Regierungschefs von Großbritannien und Irland treffen in Belfast auf neue Regionalchefinnen
Anlässlich des Endes einer zweijährigen politischen Blockade in Nordirland haben sich die Regierungschefs Großbritanniens und Irlands am Montag mit der neuen Regionalführung in Belfast getroffen. Der britische Premier Rishi Sunak und sein irischer Kollege Leo Varadkar trafen am Montagmorgen die nordirische Regierungschefin Michelle O'Neill von der irisch-nationalistischen Sinn-Fein-Partei und Vize-Regierungschefin Emma Little-Pengelly von der pro-britischen DUP.
"Es hat viel harte Arbeit und auch Mut gekostet, uns an diesen Tisch zu bringen", sagte Sunak. "Heute ist nicht das Ende. Es ist der Anfang, und die richtige Arbeit beginnt jetzt."
Am Samstag war das Parlament der britischen Region erstmals nach langem politischen Stillstand wieder zusammengetreten und hatte O'Neill zur Regierungschefin gewählt. Zuvor hatte die pro-britische Partei DUP ihre Blockade des Parlaments aufgegeben.
Die Regionalregierung in Belfast muss gemäß dem Friedensabkommen von 1998 von katholischen Nationalisten und protestantischen Unionisten gemeinsam geführt werden. Sunaks Büro gab an, er werde sich mit O'Neil und Little-Pengelly treffen, um "ihre unmittelbaren Pläne für die Umsetzung zu besprechen".

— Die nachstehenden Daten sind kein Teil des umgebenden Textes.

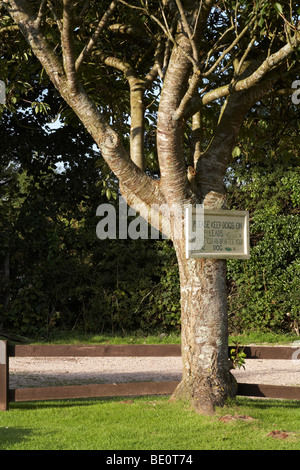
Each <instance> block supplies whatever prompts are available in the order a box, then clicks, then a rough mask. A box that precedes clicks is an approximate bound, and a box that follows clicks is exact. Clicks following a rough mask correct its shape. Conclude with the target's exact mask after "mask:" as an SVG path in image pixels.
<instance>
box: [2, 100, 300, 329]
mask: <svg viewBox="0 0 300 470" xmlns="http://www.w3.org/2000/svg"><path fill="white" fill-rule="evenodd" d="M51 106H52V109H53V108H55V103H51ZM294 108H295V107H294ZM274 109H275V110H274ZM279 111H280V112H282V107H280V108H277V112H279ZM271 112H272V113H273V116H272V117H273V118H274V112H276V106H275V108H273V110H270V111H269V113H271ZM285 112H292V115H289V116H285V119H289V126H287V127H286V129H284V130H282V128H281V131H280V132H279V131H278V129H277V130H276V120H274V119H272V123H271V122H269V120H268V115H266V116H265V119H261V118H260V119H258V120H257V124H256V126H255V130H254V131H253V122H252V123H251V126H250V124H249V127H248V129H247V127H246V130H245V134H244V135H243V134H242V135H241V139H240V144H239V146H238V147H237V148H236V149H235V151H234V153H233V155H234V156H233V158H232V164H231V167H230V169H229V171H228V176H227V179H226V182H225V184H226V187H227V204H228V206H229V208H231V209H246V210H249V213H250V232H251V235H250V237H251V238H250V239H251V258H250V260H247V261H243V260H236V261H228V308H229V329H230V331H231V332H234V333H239V332H243V331H245V330H247V329H260V330H263V331H270V330H271V331H276V332H293V333H295V332H296V333H297V334H298V333H299V311H300V308H299V275H300V261H299V245H300V243H299V242H300V221H299V207H300V174H299V165H298V158H299V157H298V151H299V150H298V149H299V146H298V143H297V121H296V120H295V116H294V115H293V112H294V111H293V109H292V111H291V110H290V109H289V105H287V106H286V108H285ZM279 118H280V119H282V116H281V117H280V116H279ZM279 118H278V121H277V125H279V121H280V119H279ZM251 119H253V118H251ZM47 120H48V117H47V115H46V113H43V112H41V113H36V114H35V113H32V112H31V109H28V108H27V109H26V108H25V109H24V108H23V109H22V110H18V111H16V112H14V113H12V112H9V111H6V112H4V113H3V115H2V120H1V122H0V132H1V142H0V153H1V164H0V170H1V177H0V237H1V240H0V256H1V262H2V266H3V265H4V262H5V259H6V262H8V259H9V277H8V276H3V275H2V278H1V302H0V326H1V329H2V330H4V331H12V332H16V333H19V334H24V335H32V336H42V337H47V336H49V334H51V333H52V332H53V331H57V330H58V329H64V330H69V331H70V330H73V331H84V332H99V333H100V332H112V333H115V332H121V333H122V332H123V333H125V332H126V331H132V330H138V329H140V330H143V331H146V332H150V331H152V332H153V331H169V330H174V329H175V330H176V329H177V330H180V299H179V279H178V270H177V262H176V257H175V253H174V251H173V248H172V244H171V242H170V241H168V240H150V239H149V240H130V239H127V240H99V239H98V238H97V236H96V225H97V223H98V222H99V217H96V209H97V207H98V205H99V204H101V203H107V202H108V200H109V202H110V203H112V204H115V205H116V207H117V206H118V186H117V182H116V181H114V179H113V178H112V177H111V175H110V173H109V171H108V169H107V168H106V167H105V165H104V164H103V161H102V160H101V156H100V155H99V152H98V151H96V150H95V149H94V147H93V146H92V142H91V140H90V138H89V136H88V135H87V134H86V133H85V131H84V129H82V128H81V127H80V125H78V124H77V125H74V123H73V125H72V123H68V122H67V123H65V125H64V126H62V127H59V128H58V129H55V130H52V131H51V132H50V131H46V130H45V123H46V122H47ZM247 122H249V121H247ZM274 123H275V124H274ZM274 126H275V127H274ZM251 133H253V134H252V135H251ZM130 220H132V217H131V218H130V219H129V222H130ZM2 274H3V272H2Z"/></svg>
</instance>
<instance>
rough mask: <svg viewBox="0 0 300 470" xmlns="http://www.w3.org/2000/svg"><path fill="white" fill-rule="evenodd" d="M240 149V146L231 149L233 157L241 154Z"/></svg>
mask: <svg viewBox="0 0 300 470" xmlns="http://www.w3.org/2000/svg"><path fill="white" fill-rule="evenodd" d="M241 153H242V152H241V149H240V147H235V148H234V149H233V151H232V156H233V158H238V157H239V156H240V155H241Z"/></svg>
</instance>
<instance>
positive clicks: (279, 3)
mask: <svg viewBox="0 0 300 470" xmlns="http://www.w3.org/2000/svg"><path fill="white" fill-rule="evenodd" d="M274 8H275V10H276V11H277V13H279V14H280V15H282V14H283V9H282V6H281V4H280V3H277V2H276V3H274Z"/></svg>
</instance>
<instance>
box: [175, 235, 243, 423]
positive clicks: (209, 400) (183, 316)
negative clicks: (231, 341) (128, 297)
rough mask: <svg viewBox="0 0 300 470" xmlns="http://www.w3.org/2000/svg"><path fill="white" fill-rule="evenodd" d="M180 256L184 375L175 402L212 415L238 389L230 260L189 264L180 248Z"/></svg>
mask: <svg viewBox="0 0 300 470" xmlns="http://www.w3.org/2000/svg"><path fill="white" fill-rule="evenodd" d="M175 245H176V243H175ZM176 253H177V258H178V264H179V273H180V292H181V354H182V362H183V373H182V381H181V382H180V384H179V385H178V387H177V389H176V390H175V392H174V394H173V397H172V399H176V400H177V399H183V400H187V401H190V402H191V403H192V405H193V407H194V408H195V410H196V411H197V412H199V413H202V414H212V413H213V412H214V409H215V407H216V406H223V405H224V403H225V401H226V399H228V398H229V397H234V396H235V395H236V390H237V385H236V381H235V379H234V377H233V375H232V374H231V373H230V364H229V360H228V328H227V292H226V260H204V259H198V260H194V259H189V260H187V259H185V252H184V247H183V246H182V245H181V244H177V246H176Z"/></svg>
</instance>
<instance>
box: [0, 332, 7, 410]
mask: <svg viewBox="0 0 300 470" xmlns="http://www.w3.org/2000/svg"><path fill="white" fill-rule="evenodd" d="M8 389H9V375H8V353H7V341H0V411H7V410H8V408H9V399H8Z"/></svg>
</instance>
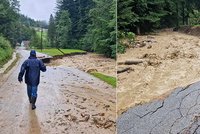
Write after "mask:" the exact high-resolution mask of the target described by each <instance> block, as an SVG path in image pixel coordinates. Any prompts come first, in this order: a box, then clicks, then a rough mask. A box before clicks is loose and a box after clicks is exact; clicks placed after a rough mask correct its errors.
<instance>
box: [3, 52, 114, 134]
mask: <svg viewBox="0 0 200 134" xmlns="http://www.w3.org/2000/svg"><path fill="white" fill-rule="evenodd" d="M18 52H19V53H20V54H21V59H20V61H19V63H17V65H16V66H15V67H14V68H13V69H12V70H11V72H10V73H9V75H5V76H2V77H1V85H0V92H1V94H0V133H2V134H62V133H63V134H82V133H84V134H93V133H96V134H102V133H105V134H114V133H115V118H116V116H115V111H116V108H115V107H116V103H115V100H116V98H115V91H116V90H115V89H113V88H112V87H111V86H110V85H108V84H106V83H104V82H102V81H100V80H99V79H97V78H95V77H93V76H91V75H89V74H87V73H85V72H83V71H80V70H78V69H76V68H74V67H66V66H47V72H45V73H41V82H40V85H39V87H38V99H37V102H36V106H37V108H36V110H31V106H30V104H29V101H28V97H27V95H26V85H25V83H21V84H20V83H19V82H18V81H17V76H18V72H19V69H20V66H21V64H22V62H23V61H24V60H25V59H26V58H27V57H28V55H29V51H26V50H18ZM2 78H3V79H2Z"/></svg>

Seit Februar 2022 war Nordirland ohne arbeitsfähige Regierung geblieben, weil die DUP aus Protest gegen das Nordirland-Protokoll im Brexit-Abkommen eine Beteiligung an der Exekutive verweigerte und das Parlament blockierte. Doch vor wenigen Tagen verkündete die DUP, dass sie ein Abkommen mit der britischen Regierung über die Anwendung der Post-Brexit-Regeln gebilligt habe. Damit machte sie den Weg frei für die Parlamentssitzung und somit für die Regierungsbildung.
Die britische Regierung hatte auch ein Hilfspaket von 3,3 Milliarden Pfund (etwa 3,5 Milliarden Euro) für Nordirland angeboten, um die Finanzen der Region zu stabilisieren und Lohnforderungen im öffentlichen Sektor zu begleichen. Das sei eine "großzügige und faire Lösung", sagte Sunak. Doch es wird erwartet, dass die nordirische Führungsriege auf mehr drängen wird. "Es geht darum, sicherzustellen, dass die öffentlichen Finanzen in Nordirland auf lange Sicht nachhaltig sind."
Erstmals seit das nordirische Parlament infolge des Karfreitagsabkommens wiederhergestellt wurde, hat mit O'Neill eine irisch-nationalistische Politikerin das Amt der Regierungschefin inne. Die 47-Jährige fasste am Sonntag gleich ein äußerst heißes Eisen an: Sie könne sich ein Referendum über eine Wiedervereinigung mit Irland innerhalb von zehn Jahren vorstellen, sagte sie am Sonntag in einem Fernsehinterview. Derartige Bestrebungen werden von den Protestanten im Land und der DUP vehement abgelehnt.
Das Karfreitagsabkommen beendete drei Jahrzehnte der Gewalt zwischen Unionisten, die hauptsächlich protestantisch sind, und den vornehmlich katholischen Republikanern. Das Abkommen sieht vor, dass die britische und die irische Regierung ein Referendum über eine Wiedervereinigung mit Irland organisieren sollen, wenn sich herausstellt, dass "eine Mehrheit der Abstimmenden den Wunsch" nach einer Abspaltung Nordirlands vom Vereinigten Königreich äußern würde. Der genaue Mechanismus dafür wurde nie festgelegt - aber als Auslöser für die Einleitung einer solchen Abstimmung werden zuverlässige Umfragen gesehen.
Sunaks Regierung veröffentlichte als Teil ihrer jüngsten Vereinbarung mit der DUP ein Papier, nach dem London angesichts aktueller Umfragewerte "keine realistische Aussicht" auf ein solches Referendum sieht. O'Neill erklärte sich mit dieser Einschätzung nicht einverstanden.